Ask the Expert Question-and-Answer Archive
(Hard Chrome Plating)
by Larry Zitko, ChromeTech, Inc.
Hard Chrome Plating Defects
Q. I am inquiring about troubleshooting for electroplating defects; in
particular adhesion, appearance, and corrosion. Do you know of any ways to
help pervent these three defects or of any good resources I could use to
further my research? I greatly appreciate your time and help.
A. The following comments assume that you are referring to hard (industrial or
functional) chromium electroplating on carbon steel substrates. This forum
does not address decorative chromium electroplating issues.
Adhesion of the chromium electrodeposits to the steel substrate is maximized
when two pretreatment conditions are met:
- The substrate is chemically clean, and
- The substrate is properly etched.
Cleaning of steel parts prior to plating may be accomplished using various
methods, including aqueous alkaline soak cleaning, aqueous alkaline
electrocleaning, ultrasonic cleaning in an alkaline medium, and mechanical
cleaning methods like pumice and abrasive pads. In order to test to see if a
part has been properly cleaned, the plating operator can perform the "water
break free" test. Water is sprayed onto the part, and the operator observes
whether or not the applied water film runs off the part in the desired
continuous sheeting action (clean), or is diverted in any areas around any
areas which may still be contaminated with dirt, oily films, etc. (not
Steel parts are easily electroetched in a chromic acid medium, which can
either be the plating tank itself, or a separate tank for this purpose.

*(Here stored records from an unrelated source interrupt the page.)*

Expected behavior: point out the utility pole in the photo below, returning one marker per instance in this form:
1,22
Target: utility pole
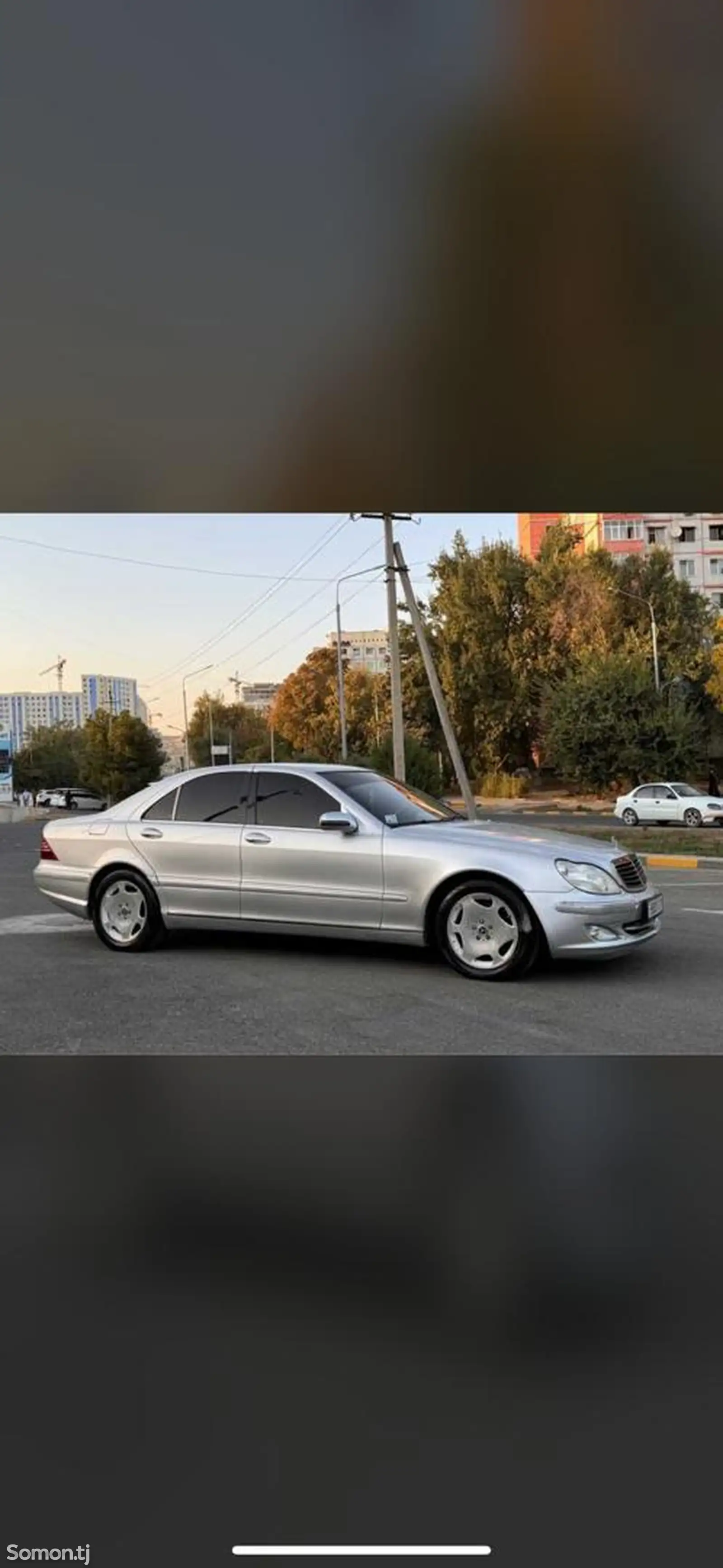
437,689
390,518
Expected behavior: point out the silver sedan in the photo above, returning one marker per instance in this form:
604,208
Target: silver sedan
343,852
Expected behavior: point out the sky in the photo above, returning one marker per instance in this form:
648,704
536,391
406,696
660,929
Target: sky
148,618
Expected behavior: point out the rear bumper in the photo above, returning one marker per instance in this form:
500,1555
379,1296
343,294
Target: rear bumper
63,885
579,926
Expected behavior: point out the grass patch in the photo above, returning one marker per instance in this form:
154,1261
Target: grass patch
659,841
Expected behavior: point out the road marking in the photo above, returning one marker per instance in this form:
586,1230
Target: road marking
40,924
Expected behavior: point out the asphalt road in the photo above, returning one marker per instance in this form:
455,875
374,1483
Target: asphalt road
63,993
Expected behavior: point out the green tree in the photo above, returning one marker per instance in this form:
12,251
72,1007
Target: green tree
49,760
606,725
120,755
236,722
306,708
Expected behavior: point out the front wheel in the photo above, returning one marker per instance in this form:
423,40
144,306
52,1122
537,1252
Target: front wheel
487,932
126,913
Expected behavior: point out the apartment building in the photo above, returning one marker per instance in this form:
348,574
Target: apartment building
259,695
113,694
364,650
695,540
21,713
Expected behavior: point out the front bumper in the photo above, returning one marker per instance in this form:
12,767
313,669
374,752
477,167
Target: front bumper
582,926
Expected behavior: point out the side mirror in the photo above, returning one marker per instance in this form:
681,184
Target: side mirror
338,822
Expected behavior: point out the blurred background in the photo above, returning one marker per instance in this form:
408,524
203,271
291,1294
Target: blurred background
338,1302
299,258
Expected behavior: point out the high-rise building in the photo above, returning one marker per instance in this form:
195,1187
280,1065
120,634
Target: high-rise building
21,713
113,694
364,650
695,540
259,695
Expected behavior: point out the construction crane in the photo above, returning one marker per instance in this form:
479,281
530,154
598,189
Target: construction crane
57,670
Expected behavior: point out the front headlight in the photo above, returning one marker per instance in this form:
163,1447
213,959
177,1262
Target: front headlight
587,878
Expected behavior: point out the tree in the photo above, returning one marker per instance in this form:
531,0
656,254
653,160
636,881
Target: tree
716,681
306,708
606,725
236,722
120,755
49,760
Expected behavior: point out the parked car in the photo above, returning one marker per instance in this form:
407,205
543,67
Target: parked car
669,803
344,852
76,798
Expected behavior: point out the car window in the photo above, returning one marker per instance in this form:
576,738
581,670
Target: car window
396,805
284,800
162,810
216,797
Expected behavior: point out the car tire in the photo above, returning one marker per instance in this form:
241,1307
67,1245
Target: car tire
126,913
510,938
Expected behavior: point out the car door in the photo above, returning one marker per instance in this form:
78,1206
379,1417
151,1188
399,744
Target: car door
669,805
643,802
299,874
192,838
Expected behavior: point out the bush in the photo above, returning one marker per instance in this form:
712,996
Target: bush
501,786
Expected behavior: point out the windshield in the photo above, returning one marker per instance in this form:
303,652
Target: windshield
396,805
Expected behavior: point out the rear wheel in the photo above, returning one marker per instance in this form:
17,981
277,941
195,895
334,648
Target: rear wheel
126,913
487,932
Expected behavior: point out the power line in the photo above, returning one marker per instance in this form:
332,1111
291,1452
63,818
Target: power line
332,534
287,617
162,567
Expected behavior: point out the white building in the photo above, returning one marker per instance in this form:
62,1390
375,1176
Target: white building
113,694
695,541
364,650
26,711
259,695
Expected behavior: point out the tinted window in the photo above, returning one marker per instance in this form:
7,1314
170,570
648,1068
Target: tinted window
287,802
162,810
393,803
216,797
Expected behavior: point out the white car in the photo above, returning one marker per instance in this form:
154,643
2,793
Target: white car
71,798
666,803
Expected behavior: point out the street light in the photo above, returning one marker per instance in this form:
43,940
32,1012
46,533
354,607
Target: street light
648,603
343,701
192,676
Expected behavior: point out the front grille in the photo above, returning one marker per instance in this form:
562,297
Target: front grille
631,873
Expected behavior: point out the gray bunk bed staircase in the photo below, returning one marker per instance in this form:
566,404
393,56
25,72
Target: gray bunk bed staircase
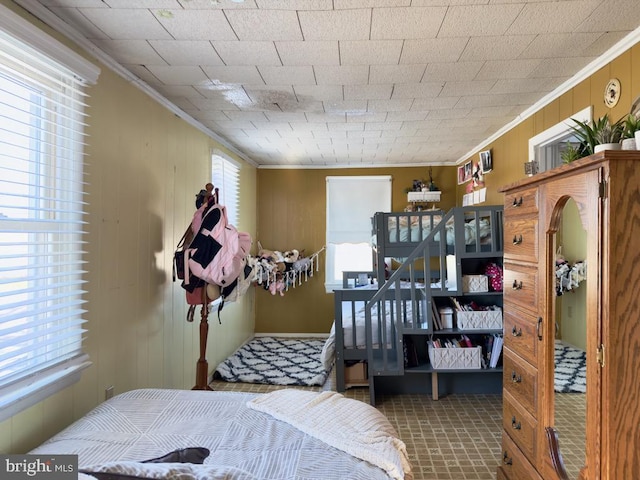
390,319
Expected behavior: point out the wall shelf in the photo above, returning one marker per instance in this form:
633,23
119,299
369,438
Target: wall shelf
430,196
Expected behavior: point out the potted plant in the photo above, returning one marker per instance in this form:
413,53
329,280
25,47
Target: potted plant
631,126
600,134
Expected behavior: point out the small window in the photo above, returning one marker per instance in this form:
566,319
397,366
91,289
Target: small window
42,205
225,175
351,203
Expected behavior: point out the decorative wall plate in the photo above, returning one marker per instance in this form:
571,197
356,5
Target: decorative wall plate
612,93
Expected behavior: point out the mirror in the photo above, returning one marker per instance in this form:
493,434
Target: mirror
570,339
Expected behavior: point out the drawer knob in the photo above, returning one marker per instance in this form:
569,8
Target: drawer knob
539,328
515,425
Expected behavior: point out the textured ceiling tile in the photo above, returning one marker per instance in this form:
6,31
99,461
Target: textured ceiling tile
295,4
247,53
269,25
319,92
288,75
125,24
367,92
417,90
309,53
179,75
233,75
425,104
406,22
366,117
370,52
612,15
462,21
348,4
347,75
495,69
553,17
391,105
346,106
433,50
396,74
334,25
448,70
186,52
131,51
495,48
559,45
521,85
196,24
557,67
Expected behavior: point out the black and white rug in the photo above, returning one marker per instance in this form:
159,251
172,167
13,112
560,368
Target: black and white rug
570,369
276,361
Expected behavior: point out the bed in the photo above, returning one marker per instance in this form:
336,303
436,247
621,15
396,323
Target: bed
231,435
470,232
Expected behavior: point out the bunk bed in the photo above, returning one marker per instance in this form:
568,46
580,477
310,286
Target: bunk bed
372,321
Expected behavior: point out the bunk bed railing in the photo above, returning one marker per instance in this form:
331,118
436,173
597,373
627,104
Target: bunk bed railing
385,352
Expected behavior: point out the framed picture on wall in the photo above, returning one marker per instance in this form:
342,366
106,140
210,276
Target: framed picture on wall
486,163
468,171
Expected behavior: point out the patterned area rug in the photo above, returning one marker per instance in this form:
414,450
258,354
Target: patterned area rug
570,369
276,361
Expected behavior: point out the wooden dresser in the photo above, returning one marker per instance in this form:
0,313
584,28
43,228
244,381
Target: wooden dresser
606,190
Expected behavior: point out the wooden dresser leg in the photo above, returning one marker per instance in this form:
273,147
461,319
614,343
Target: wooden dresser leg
434,385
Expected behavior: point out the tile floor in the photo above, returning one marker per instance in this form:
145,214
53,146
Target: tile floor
454,438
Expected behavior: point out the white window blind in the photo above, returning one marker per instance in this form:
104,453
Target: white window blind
225,175
351,202
41,218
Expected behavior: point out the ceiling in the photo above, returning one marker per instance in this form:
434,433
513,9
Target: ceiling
330,83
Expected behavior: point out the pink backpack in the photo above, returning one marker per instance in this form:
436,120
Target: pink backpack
219,252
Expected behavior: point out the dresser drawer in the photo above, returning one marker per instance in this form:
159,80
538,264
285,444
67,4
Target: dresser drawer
521,285
515,466
521,239
520,380
524,202
520,425
521,334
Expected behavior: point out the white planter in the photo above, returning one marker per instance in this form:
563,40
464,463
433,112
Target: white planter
606,146
629,144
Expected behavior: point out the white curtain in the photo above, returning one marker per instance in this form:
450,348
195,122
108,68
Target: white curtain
351,202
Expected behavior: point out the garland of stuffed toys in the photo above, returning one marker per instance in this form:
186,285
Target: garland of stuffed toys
277,271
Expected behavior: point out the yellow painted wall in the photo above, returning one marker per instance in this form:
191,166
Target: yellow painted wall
291,214
291,203
144,167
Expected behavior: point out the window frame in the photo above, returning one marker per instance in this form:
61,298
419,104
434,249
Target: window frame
48,172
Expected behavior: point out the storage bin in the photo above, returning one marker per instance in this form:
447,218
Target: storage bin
356,375
479,320
446,317
455,358
475,283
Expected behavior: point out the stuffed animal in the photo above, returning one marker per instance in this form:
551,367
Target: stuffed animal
277,287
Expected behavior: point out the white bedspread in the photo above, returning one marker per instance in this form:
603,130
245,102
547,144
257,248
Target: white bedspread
354,427
244,444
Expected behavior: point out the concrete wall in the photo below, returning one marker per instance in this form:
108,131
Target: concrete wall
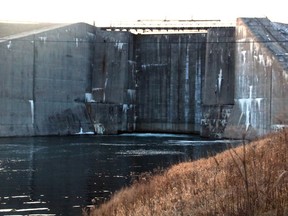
169,76
218,83
113,83
261,80
77,78
62,76
16,110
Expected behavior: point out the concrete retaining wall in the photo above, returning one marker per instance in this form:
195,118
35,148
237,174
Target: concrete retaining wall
169,76
16,83
79,79
218,83
261,80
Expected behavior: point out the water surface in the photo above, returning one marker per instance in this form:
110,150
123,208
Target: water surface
61,175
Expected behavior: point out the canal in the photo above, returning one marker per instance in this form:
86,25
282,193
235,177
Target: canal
61,175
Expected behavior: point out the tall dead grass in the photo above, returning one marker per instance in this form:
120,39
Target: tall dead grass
248,180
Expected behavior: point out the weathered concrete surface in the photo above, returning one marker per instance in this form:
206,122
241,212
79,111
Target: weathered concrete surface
113,83
16,87
261,79
62,76
169,76
77,78
218,83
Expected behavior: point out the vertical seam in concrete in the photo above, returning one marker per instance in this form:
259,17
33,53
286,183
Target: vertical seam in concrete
33,82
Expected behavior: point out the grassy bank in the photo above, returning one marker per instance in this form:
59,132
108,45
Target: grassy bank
248,180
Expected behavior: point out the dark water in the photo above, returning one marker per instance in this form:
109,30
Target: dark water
61,175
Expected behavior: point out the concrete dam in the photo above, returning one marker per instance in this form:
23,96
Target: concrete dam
78,78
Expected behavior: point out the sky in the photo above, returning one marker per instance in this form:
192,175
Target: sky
107,12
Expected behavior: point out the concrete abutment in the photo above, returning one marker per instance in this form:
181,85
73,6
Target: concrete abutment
78,79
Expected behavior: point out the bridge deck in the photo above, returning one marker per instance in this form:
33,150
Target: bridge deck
168,25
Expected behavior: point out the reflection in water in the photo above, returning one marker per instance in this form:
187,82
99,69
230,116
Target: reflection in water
60,175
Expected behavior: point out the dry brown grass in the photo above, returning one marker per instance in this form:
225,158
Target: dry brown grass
248,180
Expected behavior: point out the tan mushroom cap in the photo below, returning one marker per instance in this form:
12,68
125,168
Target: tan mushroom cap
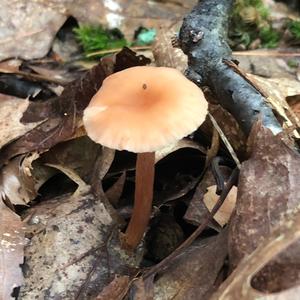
143,109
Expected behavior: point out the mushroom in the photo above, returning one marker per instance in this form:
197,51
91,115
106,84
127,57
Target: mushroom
142,110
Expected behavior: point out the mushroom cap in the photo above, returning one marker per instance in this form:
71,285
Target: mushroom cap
143,109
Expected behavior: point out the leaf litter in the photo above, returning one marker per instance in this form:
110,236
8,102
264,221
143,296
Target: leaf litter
75,196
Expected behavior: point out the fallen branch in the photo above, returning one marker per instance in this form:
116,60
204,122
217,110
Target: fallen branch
203,38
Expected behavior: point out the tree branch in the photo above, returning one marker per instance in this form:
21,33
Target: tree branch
203,38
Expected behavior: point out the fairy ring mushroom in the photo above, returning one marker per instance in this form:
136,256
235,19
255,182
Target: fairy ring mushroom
142,110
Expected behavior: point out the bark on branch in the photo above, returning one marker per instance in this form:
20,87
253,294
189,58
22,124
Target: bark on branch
203,38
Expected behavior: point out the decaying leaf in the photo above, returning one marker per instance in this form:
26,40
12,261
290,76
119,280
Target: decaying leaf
32,25
116,290
11,251
278,89
16,181
193,274
71,255
240,281
268,190
61,115
197,210
11,112
224,213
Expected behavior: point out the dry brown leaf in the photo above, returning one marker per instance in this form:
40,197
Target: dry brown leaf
130,15
11,251
62,115
11,112
268,190
194,272
30,26
278,89
71,254
197,211
116,290
224,213
16,181
294,103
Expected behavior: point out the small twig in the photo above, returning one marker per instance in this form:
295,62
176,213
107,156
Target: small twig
167,261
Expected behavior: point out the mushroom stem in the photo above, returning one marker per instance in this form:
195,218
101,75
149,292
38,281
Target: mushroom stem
144,180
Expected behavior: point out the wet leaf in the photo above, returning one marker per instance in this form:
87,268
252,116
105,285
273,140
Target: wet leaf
268,190
240,282
197,211
30,26
116,290
193,274
61,115
11,249
11,111
17,183
224,213
74,250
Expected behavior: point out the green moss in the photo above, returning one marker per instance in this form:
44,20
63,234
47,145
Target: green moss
294,28
93,38
250,20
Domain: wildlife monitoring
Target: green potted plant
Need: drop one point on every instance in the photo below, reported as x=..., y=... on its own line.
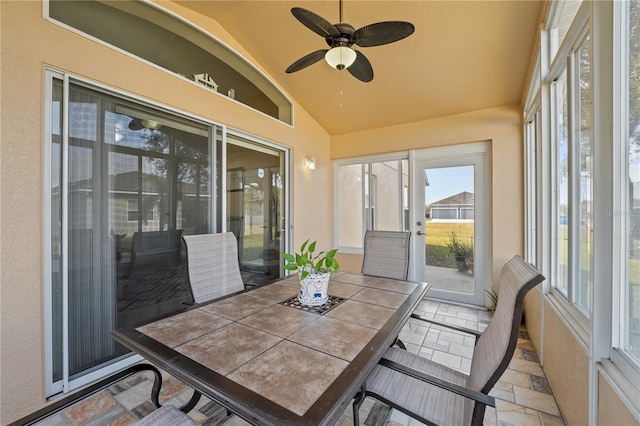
x=461, y=250
x=314, y=271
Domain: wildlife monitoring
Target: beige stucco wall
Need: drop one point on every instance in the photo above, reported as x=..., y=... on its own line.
x=501, y=126
x=29, y=45
x=611, y=411
x=533, y=316
x=566, y=366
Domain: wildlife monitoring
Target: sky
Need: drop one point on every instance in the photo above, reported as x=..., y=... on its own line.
x=447, y=181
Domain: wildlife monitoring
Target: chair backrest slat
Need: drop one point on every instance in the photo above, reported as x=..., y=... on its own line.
x=386, y=254
x=495, y=347
x=212, y=262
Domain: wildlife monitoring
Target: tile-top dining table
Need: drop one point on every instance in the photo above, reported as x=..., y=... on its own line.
x=272, y=361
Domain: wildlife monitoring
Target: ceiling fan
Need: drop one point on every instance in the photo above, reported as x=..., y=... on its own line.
x=341, y=36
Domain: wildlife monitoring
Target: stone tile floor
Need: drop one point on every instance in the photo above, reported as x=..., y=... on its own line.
x=523, y=395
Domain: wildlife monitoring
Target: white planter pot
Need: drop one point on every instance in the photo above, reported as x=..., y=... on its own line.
x=314, y=289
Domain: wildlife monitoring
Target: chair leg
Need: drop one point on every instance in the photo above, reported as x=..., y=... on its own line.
x=192, y=402
x=400, y=344
x=357, y=402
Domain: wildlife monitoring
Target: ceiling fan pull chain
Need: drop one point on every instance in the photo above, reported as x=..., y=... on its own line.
x=341, y=88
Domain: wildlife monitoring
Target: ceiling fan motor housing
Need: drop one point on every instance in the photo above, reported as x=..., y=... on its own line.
x=345, y=38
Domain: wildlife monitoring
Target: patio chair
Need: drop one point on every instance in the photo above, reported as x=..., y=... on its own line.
x=438, y=395
x=386, y=254
x=212, y=263
x=167, y=415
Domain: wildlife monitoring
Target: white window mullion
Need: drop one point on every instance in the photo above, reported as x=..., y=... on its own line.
x=64, y=253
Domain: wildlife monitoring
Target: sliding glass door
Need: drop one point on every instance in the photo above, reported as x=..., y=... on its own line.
x=126, y=181
x=256, y=206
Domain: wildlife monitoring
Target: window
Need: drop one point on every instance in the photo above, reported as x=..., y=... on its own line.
x=132, y=212
x=370, y=195
x=630, y=291
x=571, y=106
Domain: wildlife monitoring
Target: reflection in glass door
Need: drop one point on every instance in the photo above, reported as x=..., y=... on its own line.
x=449, y=227
x=255, y=201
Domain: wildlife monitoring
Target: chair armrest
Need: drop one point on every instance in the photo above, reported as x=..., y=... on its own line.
x=452, y=387
x=452, y=327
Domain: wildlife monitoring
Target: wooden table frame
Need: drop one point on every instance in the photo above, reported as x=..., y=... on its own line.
x=257, y=409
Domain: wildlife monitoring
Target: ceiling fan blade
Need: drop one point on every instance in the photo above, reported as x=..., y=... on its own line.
x=383, y=33
x=361, y=68
x=307, y=60
x=315, y=23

Reverse polarity is applied to the part and anode for a brief period of
time, immediately prior to plating. During the "reverse etch" cycle, the
positive pole of the DC power supply is connected to the part, while the
negative pole is attached to the lead anode. Time can vary from a few
seconds to a couple of minutes or more, and current density can vary from
0.5 to 3 amperes per square inch, depending upon the part's alloy, heat
treatment and other factors. Parts that are either underetched or overetched
can suffer from reduced adhesion, incomplete coverage, roughness and other
defects. Experienced platers learn how to access the correct degree of
reverse etch for the particular parts, and use the successful formula for
subsequent identical or similar parts.
If a part is not properly cleaned, the reverse etch cycle may not adequately
remove the remaining foreign soils or films, and poor adhesion may result.
Direct-current (DC) power issues may also adversely affect adhesion. In
particular, power interruptions during the plating cycle may cause poor
adhesion and peeled chrome. The waveform from the power supply is also
important. The power supply should be heavily filtered to remove alternating
current (AC) ripple applied to the cell during the electroplating process.
Also, thyristor power supplies should not be "phased back" too far during
plating. That is to say, voltage and current levels during plating should
not be too small a percentage of the capacity of the power supply. A trained
troubleshooter can test the output with an oscilloscope to observe whether
or not the waveform is suitable for chrome plating.
There is no single appearance that is required or suitable for all parts
that are hard chrome plated. Part specifications may call out a required
surface profile or crack density, and the plating shop will have to provide
the preplate and/or postplate grinding or polishing, plating chemistry or
plating conditions that will provide the appropriate deposit. For example,
many parts are blasted with aluminum oxide or other media prior to plating,
and the as-plated part exiting the tank will not be as shiny as a part that
was belt-polished prior to plating. However, the blasting provides an
excellent surface condition for the chromium electroplating, and the part
will probably be postplate ground or polished anyway. Mirror-finish rolls
may be polished to a very smooth condition prior to plating.
Many factors influence the corrosion resistance of the chromium
electrodeposits, and a thorough discussion is beyond the scope of this
forum. Some of the influencing factors are:
- Bath chemistry (type or formulation)
- Catalyst ratios for the bath
- Bath purity
- Microcrack structure of the deposit
- Deposit thickness
- Number of chromium layers in the final coating
- Preplate "smoothness" of the part surface
- Plating conditions (current density, temperature, etc.)